Order of the Phoenix corrects this problem out of the gate — if anything, Harry’s story is buried in too many themes: He grapples with grief, isolation, paranoia, and a growing disconnection and resentment of the less-burdened people in his life.
Meanwhile, the institutions that previously protected Harry — Hogwarts, the Ministry of Magic, even Dumbledore — have turned against him or abandoned him.
All of this accompanies a series of increasingly dark dreams and visions. It adds up to a gnawing sense that Harry is becoming the very thing he seeks to defeat, a pariah who can’t process reality and is capable of violence. It’s somewhat familiar ground for the series — Chamber of Secrets also probed parallels between Harry and Voldemort — but the sense of slipping morality in a dishonest world is so tangible, the atmosphere so dangerous, that it hits harder than ever.
Order of the Phoenix is perhaps the moodiest Harry Potter film (except Deathly Hallows, Part 1). David Yates, who would become the steward of the second half of this series, immediately imprints his own style, an evolution of the color schema used by Alfonso Cuaron and Mike Newell but steelier and more shadowy. His teals, blacks, and whites are starkly contrasted by the Pepto Bismol pinks of Professor Umbridge.
The Order of the Phoenix book is even longer than Goblet of Fire, a gargantuan 257,000 words across nearly 900 pages. But Yates, with adapter Michael Goldenberg (in his lone writing credit in the series) do an exceptionally good job streamlining the material, the best besides Prisoner of Azkaban.
Harry finds himself at various crossroads throughout the film. (You can say the same of just about any of the films, I suppose.) He’s not just a confused kid; he now provides a leadership role. His choices about bucking authority and forging his own path are more explicit as he founds “Dumbledore’s Army” (one of my favorite threads in the entire series) and battles crosswinds both evil and institutional (and, sometimes, both).

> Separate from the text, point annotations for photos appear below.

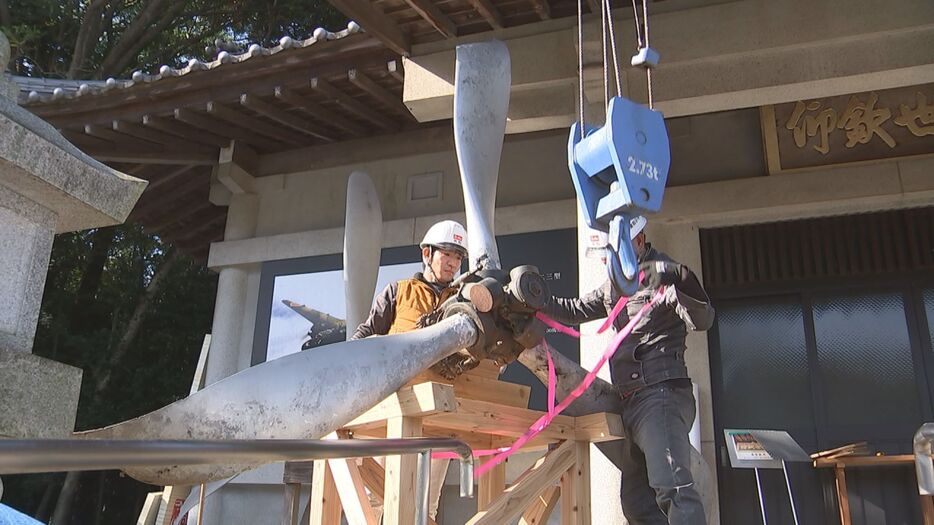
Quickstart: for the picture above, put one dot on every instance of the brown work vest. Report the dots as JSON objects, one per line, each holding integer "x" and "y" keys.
{"x": 415, "y": 298}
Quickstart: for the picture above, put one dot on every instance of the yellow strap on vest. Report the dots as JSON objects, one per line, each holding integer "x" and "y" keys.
{"x": 414, "y": 299}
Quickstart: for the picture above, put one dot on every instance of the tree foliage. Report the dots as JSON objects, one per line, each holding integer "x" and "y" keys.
{"x": 120, "y": 304}
{"x": 96, "y": 39}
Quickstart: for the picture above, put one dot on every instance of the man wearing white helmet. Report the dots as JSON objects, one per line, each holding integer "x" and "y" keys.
{"x": 650, "y": 372}
{"x": 401, "y": 304}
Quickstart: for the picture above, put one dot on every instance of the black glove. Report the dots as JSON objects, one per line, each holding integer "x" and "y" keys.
{"x": 661, "y": 273}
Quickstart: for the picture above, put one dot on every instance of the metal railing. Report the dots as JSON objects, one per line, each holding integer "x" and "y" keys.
{"x": 63, "y": 455}
{"x": 924, "y": 464}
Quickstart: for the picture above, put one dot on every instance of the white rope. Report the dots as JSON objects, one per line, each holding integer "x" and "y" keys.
{"x": 648, "y": 70}
{"x": 606, "y": 72}
{"x": 619, "y": 91}
{"x": 580, "y": 60}
{"x": 635, "y": 15}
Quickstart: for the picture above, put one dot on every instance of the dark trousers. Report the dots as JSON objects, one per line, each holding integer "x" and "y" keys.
{"x": 657, "y": 486}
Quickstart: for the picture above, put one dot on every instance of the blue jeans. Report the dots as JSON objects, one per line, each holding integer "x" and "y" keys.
{"x": 657, "y": 486}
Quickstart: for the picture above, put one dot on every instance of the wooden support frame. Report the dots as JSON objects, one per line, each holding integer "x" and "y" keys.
{"x": 489, "y": 12}
{"x": 139, "y": 131}
{"x": 375, "y": 22}
{"x": 543, "y": 8}
{"x": 359, "y": 79}
{"x": 541, "y": 510}
{"x": 319, "y": 112}
{"x": 285, "y": 118}
{"x": 434, "y": 408}
{"x": 430, "y": 12}
{"x": 186, "y": 131}
{"x": 396, "y": 70}
{"x": 352, "y": 105}
{"x": 523, "y": 493}
{"x": 211, "y": 125}
{"x": 398, "y": 500}
{"x": 232, "y": 116}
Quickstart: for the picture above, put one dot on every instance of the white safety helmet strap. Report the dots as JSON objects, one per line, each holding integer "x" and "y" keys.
{"x": 446, "y": 235}
{"x": 636, "y": 225}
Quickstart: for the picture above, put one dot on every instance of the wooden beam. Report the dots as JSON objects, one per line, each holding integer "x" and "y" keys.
{"x": 399, "y": 501}
{"x": 543, "y": 8}
{"x": 285, "y": 118}
{"x": 492, "y": 390}
{"x": 169, "y": 216}
{"x": 500, "y": 420}
{"x": 324, "y": 506}
{"x": 219, "y": 218}
{"x": 575, "y": 488}
{"x": 359, "y": 79}
{"x": 251, "y": 123}
{"x": 374, "y": 477}
{"x": 152, "y": 157}
{"x": 235, "y": 167}
{"x": 396, "y": 70}
{"x": 212, "y": 125}
{"x": 431, "y": 139}
{"x": 185, "y": 131}
{"x": 602, "y": 426}
{"x": 319, "y": 112}
{"x": 491, "y": 486}
{"x": 350, "y": 489}
{"x": 189, "y": 217}
{"x": 82, "y": 141}
{"x": 139, "y": 131}
{"x": 352, "y": 105}
{"x": 168, "y": 176}
{"x": 151, "y": 202}
{"x": 489, "y": 12}
{"x": 534, "y": 481}
{"x": 376, "y": 23}
{"x": 540, "y": 511}
{"x": 108, "y": 134}
{"x": 430, "y": 12}
{"x": 412, "y": 401}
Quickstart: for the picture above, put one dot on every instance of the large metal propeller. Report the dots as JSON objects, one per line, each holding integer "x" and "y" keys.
{"x": 482, "y": 78}
{"x": 305, "y": 395}
{"x": 363, "y": 229}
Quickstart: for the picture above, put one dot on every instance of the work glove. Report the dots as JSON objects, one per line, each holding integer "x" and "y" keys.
{"x": 661, "y": 273}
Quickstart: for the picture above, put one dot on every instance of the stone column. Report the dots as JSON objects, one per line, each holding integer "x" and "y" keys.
{"x": 47, "y": 186}
{"x": 230, "y": 306}
{"x": 682, "y": 242}
{"x": 604, "y": 476}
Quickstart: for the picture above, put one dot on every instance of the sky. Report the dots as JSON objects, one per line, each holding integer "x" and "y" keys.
{"x": 323, "y": 291}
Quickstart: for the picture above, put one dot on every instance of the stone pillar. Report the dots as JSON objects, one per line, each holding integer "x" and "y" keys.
{"x": 604, "y": 476}
{"x": 47, "y": 186}
{"x": 230, "y": 305}
{"x": 26, "y": 232}
{"x": 682, "y": 243}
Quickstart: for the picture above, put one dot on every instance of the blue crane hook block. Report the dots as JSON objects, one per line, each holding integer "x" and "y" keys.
{"x": 619, "y": 171}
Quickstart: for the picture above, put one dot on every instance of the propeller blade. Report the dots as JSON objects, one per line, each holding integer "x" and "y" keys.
{"x": 305, "y": 395}
{"x": 321, "y": 320}
{"x": 363, "y": 229}
{"x": 482, "y": 78}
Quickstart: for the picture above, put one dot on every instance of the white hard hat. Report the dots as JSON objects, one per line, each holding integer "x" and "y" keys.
{"x": 597, "y": 241}
{"x": 447, "y": 235}
{"x": 636, "y": 225}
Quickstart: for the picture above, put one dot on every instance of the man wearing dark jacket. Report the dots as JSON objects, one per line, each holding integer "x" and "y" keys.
{"x": 650, "y": 372}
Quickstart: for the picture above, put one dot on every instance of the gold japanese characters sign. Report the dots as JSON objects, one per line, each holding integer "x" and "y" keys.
{"x": 850, "y": 128}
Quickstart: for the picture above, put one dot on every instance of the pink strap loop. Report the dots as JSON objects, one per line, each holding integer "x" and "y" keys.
{"x": 591, "y": 376}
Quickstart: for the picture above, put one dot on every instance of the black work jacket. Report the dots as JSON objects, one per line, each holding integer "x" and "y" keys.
{"x": 654, "y": 351}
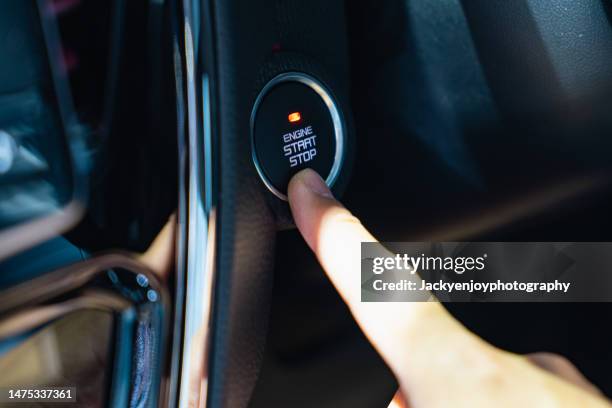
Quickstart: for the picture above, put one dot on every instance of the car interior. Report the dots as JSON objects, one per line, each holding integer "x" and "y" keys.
{"x": 452, "y": 120}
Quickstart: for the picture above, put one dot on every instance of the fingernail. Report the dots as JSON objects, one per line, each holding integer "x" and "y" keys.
{"x": 313, "y": 182}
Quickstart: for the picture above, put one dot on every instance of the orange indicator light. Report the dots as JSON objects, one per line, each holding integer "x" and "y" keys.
{"x": 295, "y": 117}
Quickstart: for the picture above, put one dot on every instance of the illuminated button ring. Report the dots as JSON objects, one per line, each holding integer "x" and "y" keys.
{"x": 296, "y": 124}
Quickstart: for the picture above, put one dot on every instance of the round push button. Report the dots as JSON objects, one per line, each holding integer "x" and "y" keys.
{"x": 296, "y": 124}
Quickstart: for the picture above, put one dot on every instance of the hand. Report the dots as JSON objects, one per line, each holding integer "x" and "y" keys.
{"x": 437, "y": 361}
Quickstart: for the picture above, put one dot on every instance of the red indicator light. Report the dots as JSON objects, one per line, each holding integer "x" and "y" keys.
{"x": 294, "y": 117}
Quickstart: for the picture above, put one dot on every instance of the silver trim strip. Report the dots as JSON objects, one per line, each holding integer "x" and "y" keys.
{"x": 201, "y": 225}
{"x": 330, "y": 101}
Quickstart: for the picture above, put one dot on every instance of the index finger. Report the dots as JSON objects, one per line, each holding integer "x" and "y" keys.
{"x": 396, "y": 329}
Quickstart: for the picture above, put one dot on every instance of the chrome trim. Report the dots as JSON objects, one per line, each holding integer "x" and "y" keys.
{"x": 330, "y": 101}
{"x": 199, "y": 217}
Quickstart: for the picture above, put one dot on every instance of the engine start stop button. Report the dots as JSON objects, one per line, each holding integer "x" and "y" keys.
{"x": 296, "y": 124}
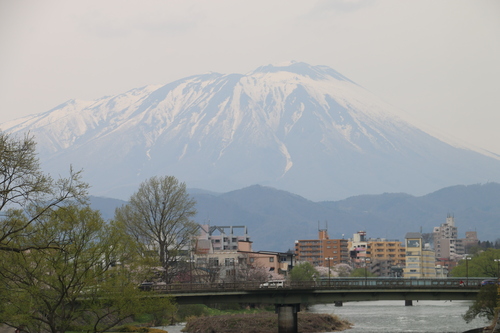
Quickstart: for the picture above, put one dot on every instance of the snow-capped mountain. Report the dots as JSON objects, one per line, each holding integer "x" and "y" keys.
{"x": 305, "y": 129}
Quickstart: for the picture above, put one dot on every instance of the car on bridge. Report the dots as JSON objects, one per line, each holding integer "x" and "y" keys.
{"x": 489, "y": 282}
{"x": 273, "y": 284}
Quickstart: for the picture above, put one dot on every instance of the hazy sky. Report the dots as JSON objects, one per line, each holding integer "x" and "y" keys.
{"x": 436, "y": 60}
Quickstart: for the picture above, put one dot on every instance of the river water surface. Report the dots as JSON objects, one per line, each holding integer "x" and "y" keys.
{"x": 394, "y": 317}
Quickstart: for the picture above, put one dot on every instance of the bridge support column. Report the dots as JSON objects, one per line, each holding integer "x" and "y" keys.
{"x": 287, "y": 317}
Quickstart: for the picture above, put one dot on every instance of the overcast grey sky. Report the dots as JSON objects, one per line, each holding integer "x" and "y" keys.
{"x": 436, "y": 60}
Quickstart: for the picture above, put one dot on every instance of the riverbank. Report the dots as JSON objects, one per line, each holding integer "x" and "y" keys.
{"x": 264, "y": 323}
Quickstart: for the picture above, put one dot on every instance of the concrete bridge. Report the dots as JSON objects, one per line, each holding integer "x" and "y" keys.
{"x": 287, "y": 299}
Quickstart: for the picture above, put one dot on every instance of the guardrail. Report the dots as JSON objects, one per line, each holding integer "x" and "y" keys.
{"x": 337, "y": 283}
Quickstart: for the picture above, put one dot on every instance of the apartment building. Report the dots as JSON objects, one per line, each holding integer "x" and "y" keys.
{"x": 322, "y": 251}
{"x": 420, "y": 258}
{"x": 385, "y": 257}
{"x": 447, "y": 245}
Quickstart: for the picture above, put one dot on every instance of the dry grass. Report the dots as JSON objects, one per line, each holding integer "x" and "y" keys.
{"x": 264, "y": 323}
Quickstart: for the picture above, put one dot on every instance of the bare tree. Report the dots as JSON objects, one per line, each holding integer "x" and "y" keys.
{"x": 159, "y": 217}
{"x": 26, "y": 194}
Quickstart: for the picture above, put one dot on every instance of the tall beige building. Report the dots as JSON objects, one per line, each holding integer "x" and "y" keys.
{"x": 322, "y": 251}
{"x": 420, "y": 259}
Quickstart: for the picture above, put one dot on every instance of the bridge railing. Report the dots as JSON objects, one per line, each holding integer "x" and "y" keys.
{"x": 337, "y": 283}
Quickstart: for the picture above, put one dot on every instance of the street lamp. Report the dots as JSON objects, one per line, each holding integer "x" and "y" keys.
{"x": 328, "y": 270}
{"x": 467, "y": 270}
{"x": 498, "y": 267}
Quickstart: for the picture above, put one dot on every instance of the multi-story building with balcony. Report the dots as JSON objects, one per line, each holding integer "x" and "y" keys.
{"x": 385, "y": 257}
{"x": 322, "y": 251}
{"x": 420, "y": 258}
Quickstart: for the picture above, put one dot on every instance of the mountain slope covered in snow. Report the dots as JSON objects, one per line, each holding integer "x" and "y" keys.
{"x": 301, "y": 128}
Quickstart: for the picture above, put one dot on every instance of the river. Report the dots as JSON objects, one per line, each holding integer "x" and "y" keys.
{"x": 394, "y": 317}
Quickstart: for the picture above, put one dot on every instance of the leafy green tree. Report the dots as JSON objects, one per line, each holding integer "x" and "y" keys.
{"x": 87, "y": 282}
{"x": 159, "y": 218}
{"x": 304, "y": 271}
{"x": 481, "y": 265}
{"x": 27, "y": 195}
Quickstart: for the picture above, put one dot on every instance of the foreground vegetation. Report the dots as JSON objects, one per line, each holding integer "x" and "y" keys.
{"x": 264, "y": 323}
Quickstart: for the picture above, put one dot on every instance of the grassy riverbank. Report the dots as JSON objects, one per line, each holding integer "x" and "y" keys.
{"x": 264, "y": 322}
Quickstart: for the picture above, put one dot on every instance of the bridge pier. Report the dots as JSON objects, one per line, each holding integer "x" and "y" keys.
{"x": 287, "y": 317}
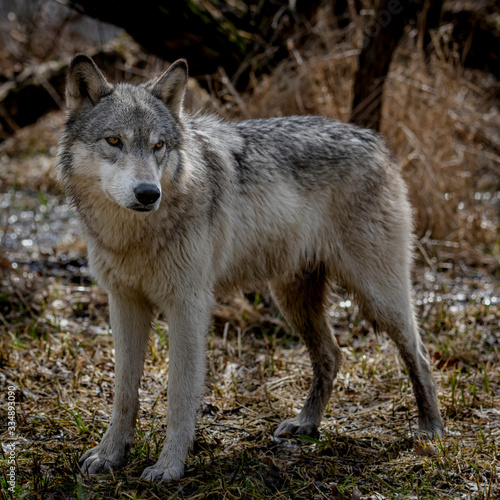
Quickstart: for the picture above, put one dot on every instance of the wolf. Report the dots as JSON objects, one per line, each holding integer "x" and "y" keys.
{"x": 175, "y": 207}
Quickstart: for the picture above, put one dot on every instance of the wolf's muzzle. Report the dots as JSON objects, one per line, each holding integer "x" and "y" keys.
{"x": 147, "y": 194}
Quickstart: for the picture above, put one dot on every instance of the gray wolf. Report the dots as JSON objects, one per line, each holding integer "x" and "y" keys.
{"x": 174, "y": 207}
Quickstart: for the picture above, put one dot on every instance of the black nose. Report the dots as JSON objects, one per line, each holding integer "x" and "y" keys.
{"x": 146, "y": 193}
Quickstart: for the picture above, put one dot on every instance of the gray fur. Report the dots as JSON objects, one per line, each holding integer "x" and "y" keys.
{"x": 295, "y": 202}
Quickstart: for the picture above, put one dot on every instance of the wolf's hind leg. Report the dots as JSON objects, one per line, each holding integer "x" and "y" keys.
{"x": 130, "y": 325}
{"x": 302, "y": 303}
{"x": 378, "y": 275}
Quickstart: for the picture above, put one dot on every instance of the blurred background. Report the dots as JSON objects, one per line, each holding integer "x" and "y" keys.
{"x": 423, "y": 73}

The acting is the best yet in the series. For one, Daniel Radcliffe is now a strength more than a weakness. Imelda Staunton is instantly iconic as Dolores Umbridge; Ralph Fiennes gets more to do than ever as Voldemort; and Helena Bonham Carter makes her first appearance as Bellatrix Lestrange. All three are delightful jolts of villainy.
It’s not for all tastes; it’s certainly on the dour side for the series. But Order of the Phoenix is one of the richest and most memorable entries in the Harry Potter franchise.